Mostly food will spoil before they will make you ill. Food microbiologists categorise food microbes into two categories – food spoilage organisms and pathogens. Pathogens obviously can make you sick and it is highly desirable that we have some controls over food businesses to ensure they handle food safely to avoid or minimise the presence of pathogens in our food. Food spoilage organisms are what food scientists dedicate their lives to trying to reduce their impact through preservation techniques. Tough gig though, the little buggers are persistent.

Another point to consider – despite what most people think, it is seldom the last food that you ate that causes the illness. It takes at least 6 hours after you ingest the contaminated food for the pathogenic microbes to replicate sufficiently to cause illness. It can take up to 6 weeks. That means it can be anything you ate in the last 6 hours to 6 weeks. Epidemiologists look at symptoms and take samples to work out the pathogenic microbe at fault, and then look at food history to try to determine what caused the illness. Hit and miss stuff, but when they can pinpoint it, it provides a wealth of information about this stuff so that we can better understand what happens. So how does anyone really know what caused their illness??

Food for thought…

c_c™ 8:08 pm 10 Oct 13

Yep, to Top Taste Seafood. Wonder if the owners changed, or if it’s a rebrand to escape any stigma of the old name.

Zan 7:32 pm 10 Oct 13

However it is no longer Noble Palace. It has changed its name to something to do with ???? Seafood or Seafood ???, can’t remember which though.

c_c™ 6:51 pm 10 Oct 13

I’m surprised this didn’t get followed up, happened to come across the outcome of the matter today.

They were convicted with 7 breaches of s 27(1) of the Food Act and fined a total of $8250. They’ll be on the register until Sep 2015.

Looks like the owner’s arguments didn’t hold up.

Cantoangel 5:21 pm 13 Jun 12

Dilandach said :

I noticed on sunday that the Dimsim Dumpling house on Cohen st in Belconnen had copped a red notice.

I tried calling them last Saturday and it rung out so I went for a drive to see if they were open and noticed this too. I wonder when they actually got the notice since my housemate said she ate there the week before… I would have thought that they would have been slapped a lot earlier given how they prepare the food 😛

There’s the old saying…. the dirtier the place is, the better tasting the food!

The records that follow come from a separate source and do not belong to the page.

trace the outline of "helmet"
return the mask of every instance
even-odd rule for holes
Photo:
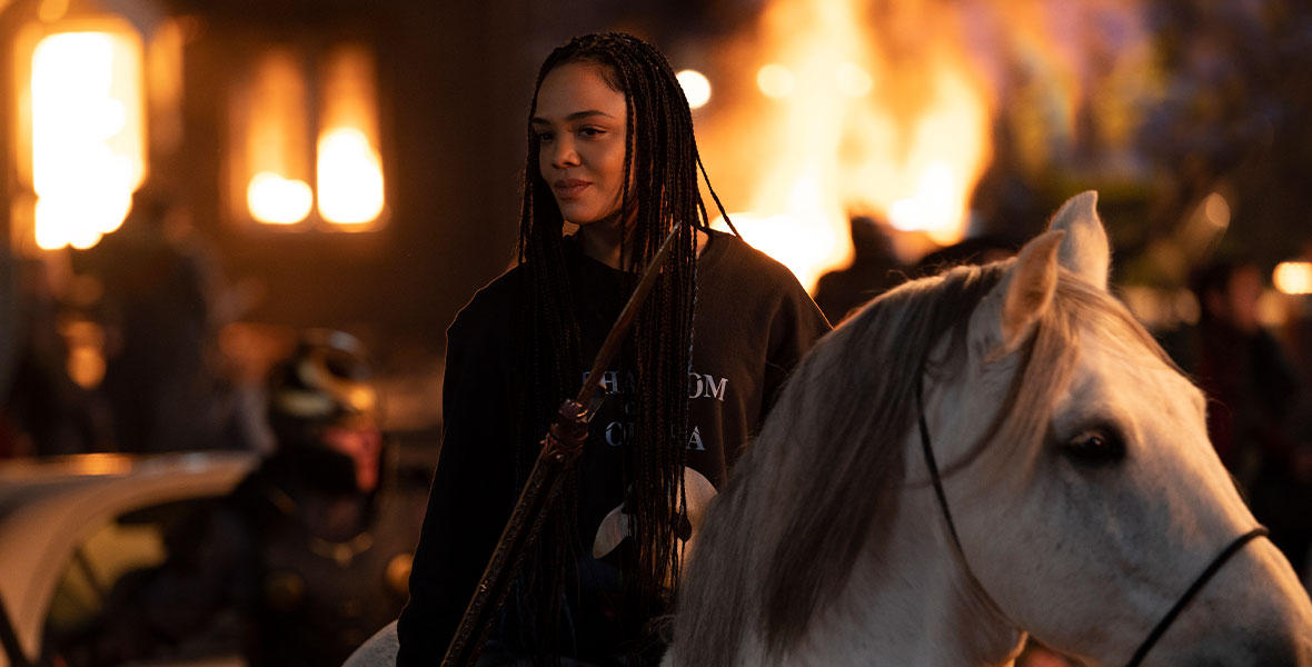
[[[308,330],[268,382],[277,454],[312,487],[371,491],[380,469],[378,391],[365,347],[350,334]]]
[[[269,376],[269,425],[279,446],[331,425],[377,427],[378,393],[365,347],[344,331],[308,330]]]

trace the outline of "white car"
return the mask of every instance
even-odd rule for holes
[[[248,452],[0,461],[0,667],[51,659],[59,647],[49,637],[93,618],[123,574],[163,562],[160,520],[227,495],[258,461]]]

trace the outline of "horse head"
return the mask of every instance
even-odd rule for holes
[[[1050,646],[1124,664],[1256,521],[1208,442],[1204,397],[1107,293],[1096,201],[1068,201],[981,301],[962,377],[928,387],[926,421],[939,456],[963,461],[945,490],[975,595]],[[1017,379],[1029,399],[979,444]],[[1145,664],[1312,664],[1312,607],[1256,540]]]
[[[1094,666],[1312,666],[1204,397],[1107,290],[1096,202],[816,345],[711,507],[668,662],[1006,664],[1030,633]]]

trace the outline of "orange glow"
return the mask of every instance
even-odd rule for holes
[[[319,214],[341,227],[367,228],[386,204],[373,58],[363,47],[341,47],[324,72]]]
[[[705,74],[697,70],[684,70],[674,76],[678,79],[678,85],[684,88],[684,96],[687,97],[690,108],[701,109],[711,101],[711,80]]]
[[[1271,282],[1284,294],[1312,294],[1312,263],[1282,261],[1275,267]]]
[[[779,63],[761,66],[756,72],[756,85],[766,97],[787,97],[796,88],[792,71]]]
[[[947,18],[930,16],[932,3],[880,7],[897,14],[882,17],[893,28],[875,30],[867,3],[857,0],[775,0],[754,53],[736,54],[758,59],[756,85],[774,104],[731,121],[737,140],[769,138],[735,148],[740,167],[731,179],[745,184],[750,213],[731,218],[807,288],[849,261],[851,211],[935,243],[960,240],[992,155],[991,92]],[[917,29],[914,39],[896,33],[930,22],[946,30]]]
[[[117,230],[146,177],[142,43],[122,21],[46,35],[31,51],[31,188],[43,249]]]
[[[245,119],[240,184],[251,217],[266,225],[294,225],[314,207],[310,192],[308,116],[304,74],[291,54],[269,50],[255,81],[239,97],[235,116]],[[241,104],[245,102],[245,104]],[[239,125],[240,126],[240,125]]]
[[[266,225],[295,225],[310,215],[315,194],[310,184],[283,179],[273,172],[260,172],[247,186],[251,215]]]

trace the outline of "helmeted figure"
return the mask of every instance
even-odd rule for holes
[[[135,633],[148,633],[131,643],[207,637],[239,643],[252,666],[337,666],[395,618],[426,488],[398,488],[384,473],[378,418],[359,341],[306,332],[269,376],[274,452],[182,521],[168,562],[125,593],[123,607],[140,609]]]

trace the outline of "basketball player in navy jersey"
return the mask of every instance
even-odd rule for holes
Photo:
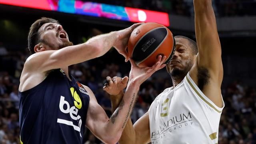
[[[122,102],[109,118],[90,89],[69,72],[71,65],[100,56],[114,46],[125,52],[132,31],[141,24],[98,36],[73,45],[58,22],[42,18],[30,28],[26,60],[19,87],[22,144],[82,144],[85,126],[104,143],[115,144],[129,117],[141,83],[162,68],[161,58],[152,67],[134,68]]]
[[[175,37],[176,51],[166,65],[173,86],[160,94],[133,126],[129,120],[120,144],[218,143],[224,106],[221,46],[211,0],[194,0],[194,4],[197,44]],[[104,88],[115,110],[126,84],[120,78],[108,78],[115,82]]]

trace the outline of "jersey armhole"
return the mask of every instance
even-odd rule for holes
[[[192,89],[192,90],[205,103],[207,104],[210,107],[212,108],[218,113],[221,113],[222,112],[222,110],[225,106],[225,104],[224,103],[222,95],[221,95],[221,98],[222,100],[222,106],[221,108],[220,108],[217,106],[213,102],[212,102],[212,101],[205,96],[201,90],[200,90],[194,81],[193,81],[192,78],[190,77],[190,76],[189,75],[189,72],[188,73],[184,79],[186,79],[187,83],[189,85],[189,86],[190,86],[190,89]]]

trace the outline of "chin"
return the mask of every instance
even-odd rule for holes
[[[62,48],[69,46],[74,46],[73,42],[65,42],[62,44],[60,44],[59,46],[60,49]]]
[[[184,71],[179,68],[174,68],[170,72],[170,74],[172,76],[176,76],[183,74],[184,73]]]

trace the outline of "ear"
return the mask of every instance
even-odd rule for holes
[[[42,44],[39,43],[36,45],[34,48],[34,50],[36,52],[43,51],[45,50],[45,48]]]

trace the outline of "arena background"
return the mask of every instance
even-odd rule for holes
[[[6,1],[18,1],[0,0],[0,144],[20,143],[18,88],[23,65],[29,56],[27,35],[35,20],[43,16],[58,20],[74,44],[134,23],[125,18],[113,19],[114,16],[109,19],[106,18],[107,16],[97,17],[72,14],[69,11],[62,12],[6,4]],[[48,1],[58,2],[59,4],[74,1]],[[31,1],[36,5],[37,1],[44,0]],[[192,0],[90,2],[165,12],[168,15],[170,25],[167,26],[174,35],[184,35],[196,40]],[[255,144],[256,1],[214,0],[212,3],[222,45],[224,70],[222,90],[226,105],[220,119],[218,143]],[[60,9],[58,8],[56,10]],[[102,82],[108,76],[128,75],[130,65],[124,61],[122,56],[112,48],[101,57],[71,66],[71,73],[92,89],[109,116],[112,114],[111,104],[108,96],[102,90]],[[142,85],[131,115],[133,122],[147,111],[158,94],[172,85],[170,77],[164,68]],[[84,134],[85,144],[102,143],[88,130]]]

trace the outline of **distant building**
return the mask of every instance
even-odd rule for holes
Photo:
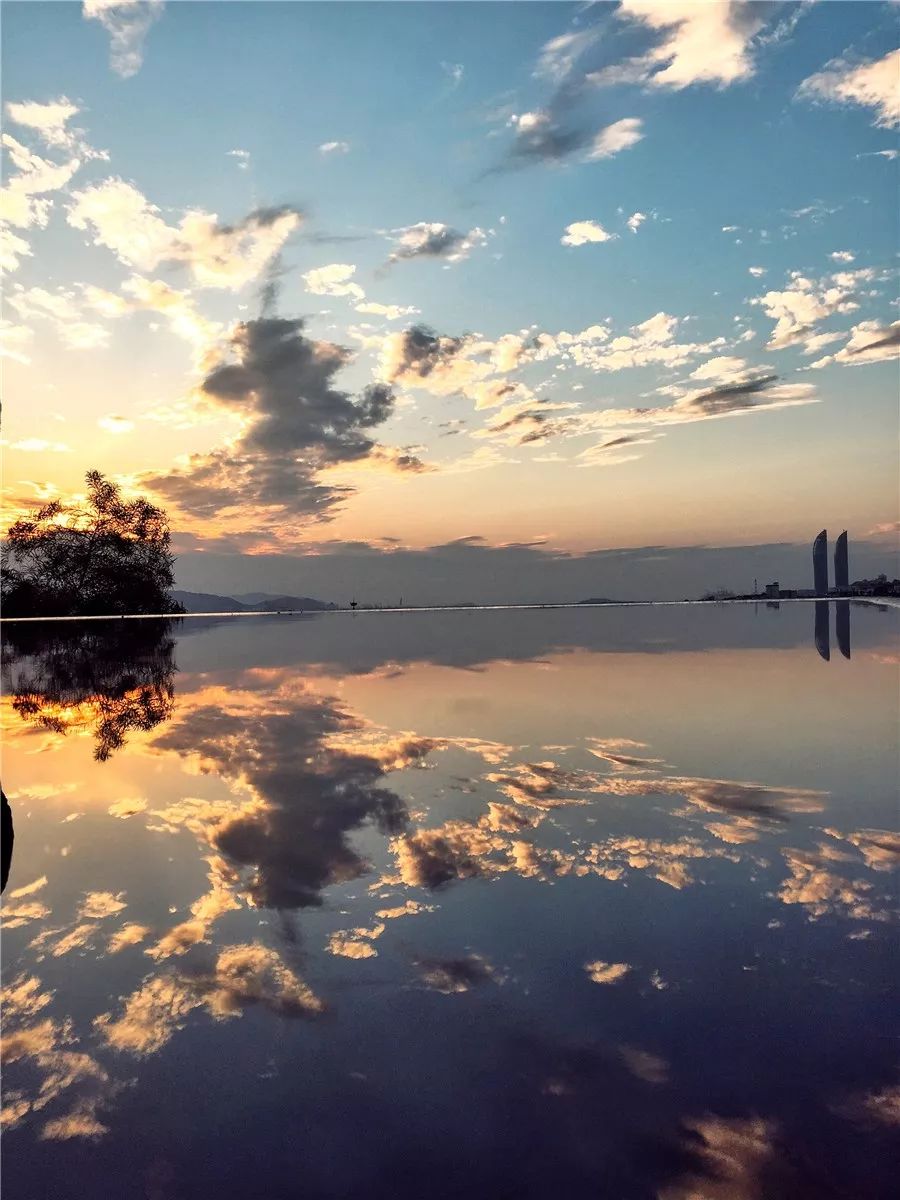
[[[828,530],[812,542],[812,587],[817,596],[828,595]]]
[[[847,530],[834,544],[834,586],[838,592],[850,588],[850,557],[847,554]]]
[[[826,662],[830,661],[832,658],[832,642],[829,637],[829,620],[830,613],[827,601],[817,600],[816,605],[816,619],[815,619],[815,642],[816,649],[818,650],[820,658],[824,659]]]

frannjipani 6:53 pm 12 Jun 12

Did the health inspectors check the quality of the live seafood tanks?

DrKoresh 11:51 am 12 Jun 12

Look, as far as reasonable H&S precautions go I think most food businesses in the A.C.T are perfectly fine and not worth worrying about, but on the flipside I think that you would be hard pressed to find any business that would pass an unexpected visit from the health inspector. Food prep is messy but as long as hygiene is maintained to a reasonable level you’re very, very unlikely to become ill eating at any of these establishments, even the red-noted ones. I would bet that the majority of food poisoning caused by eating out would be from ingesting ingredients which were passed their use-by date.

XO_VSOP 11:38 am 12 Jun 12

What a lot of hot air. The argument has no merit. Rules are rules ! I think it’s a pushy son or daughter of the owner that is beating the why us drum ! anytime I have dealt with them I get the “we no speak a no English”.

maya 11:04 am 12 Jun 12

Hutch you’re right let the debate stay here with the populist vote, don’t worry about others having a say, even if they have a larger stake in it than you.

thehutch 10:15 am 12 Jun 12

I intend not to eat at the Noble Palace until its management starts to spend less time debating food safety laws and more of its time ensuring a safe and clean kitchen.

Perhaps if they did that in the first place, they wouldn’t have any issues?

Dilandach 10:04 am 12 Jun 12

I noticed on sunday that the Dimsim Dumpling house on Cohen st in Belconnen had copped a red notice.